The U-M survey found 52 percent of the 1,850 U.S. respondents ages 60 to 80 knew a new vaccine was an option to protect them against RSV.
That’s a concern for doctors who each year see patients stricken by the virus struggling to breathe inside their hospitals and clinics, said Dr. Dennis Cunningham, medical director of infection control and prevention at Henry Ford Health.
“If you're older, if you have bad lungs from smoking or some chronic disease, you can really wind up having trouble breathing, and even need to be on a breathing tube or a breathing machine,” Cunningham told Bridge Michigan.
RSV is a common virus that infects the lungs and breathing passages. It typically causes just mild, cold-like symptoms, and has infected nearly all children by age two.

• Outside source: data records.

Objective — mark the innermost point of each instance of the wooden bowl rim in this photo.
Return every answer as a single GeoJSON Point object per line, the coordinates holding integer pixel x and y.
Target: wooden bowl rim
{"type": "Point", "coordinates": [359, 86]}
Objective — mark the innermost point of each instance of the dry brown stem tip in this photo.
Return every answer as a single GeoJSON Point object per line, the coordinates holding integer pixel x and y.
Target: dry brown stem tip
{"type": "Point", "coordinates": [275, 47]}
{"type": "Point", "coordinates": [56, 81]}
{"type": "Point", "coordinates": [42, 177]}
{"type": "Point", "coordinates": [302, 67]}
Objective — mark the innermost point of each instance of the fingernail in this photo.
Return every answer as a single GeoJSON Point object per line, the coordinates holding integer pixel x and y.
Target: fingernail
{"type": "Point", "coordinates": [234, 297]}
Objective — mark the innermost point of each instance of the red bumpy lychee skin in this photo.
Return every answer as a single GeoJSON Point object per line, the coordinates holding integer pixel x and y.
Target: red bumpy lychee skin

But it can be deadly in some circumstances, especially to infants and people 60 and older, especially those with chronic heart or lung disease or weakened immune systems.

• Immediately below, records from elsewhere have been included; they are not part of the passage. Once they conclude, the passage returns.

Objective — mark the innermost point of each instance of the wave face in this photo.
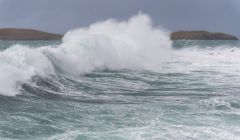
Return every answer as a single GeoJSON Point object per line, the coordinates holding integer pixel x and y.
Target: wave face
{"type": "Point", "coordinates": [111, 45]}
{"type": "Point", "coordinates": [119, 80]}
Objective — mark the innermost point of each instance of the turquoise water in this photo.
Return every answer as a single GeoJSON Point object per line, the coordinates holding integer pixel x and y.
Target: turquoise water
{"type": "Point", "coordinates": [194, 95]}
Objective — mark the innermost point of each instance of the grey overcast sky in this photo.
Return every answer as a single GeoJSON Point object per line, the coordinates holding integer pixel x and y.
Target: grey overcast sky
{"type": "Point", "coordinates": [61, 15]}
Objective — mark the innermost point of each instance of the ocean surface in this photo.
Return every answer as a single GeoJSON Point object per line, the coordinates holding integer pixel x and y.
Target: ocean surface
{"type": "Point", "coordinates": [119, 81]}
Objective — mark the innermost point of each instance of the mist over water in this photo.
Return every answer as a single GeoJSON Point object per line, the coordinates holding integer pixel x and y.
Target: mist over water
{"type": "Point", "coordinates": [120, 80]}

An estimated 60,000 to 160,000 adults in the U.S. 65 years and older are hospitalized each year, and as many as 10,000 die from RSV infection, according to the U.S. Centers for Disease Control and Prevention.
In May, the U.S. Food and Drug Administration approved Arexvy by drugmaker GlaxoSmithKline for people 60 and older.
In July, it approved Beyfortus by AstraZeneca for infants facing their first RSV season and children up to 24 months of age whose immune systems are compromised. (Beyfortus is not a vaccine but rather a monoclonal antibody — laboratory-created proteins that mimic the body’s immune system.)
Because those products are now recommended by the U.S. Centers for Disease Control and Prevention, they are typically covered for older Americans by Medicare, Medicaid and most private health insurance plans.
The national U-M poll of 1,850 people aged 60 to 80 was conducted in July and parts of August, and the results are being released as the vaccine arrives in pharmacies, clinics and doctors’ offices.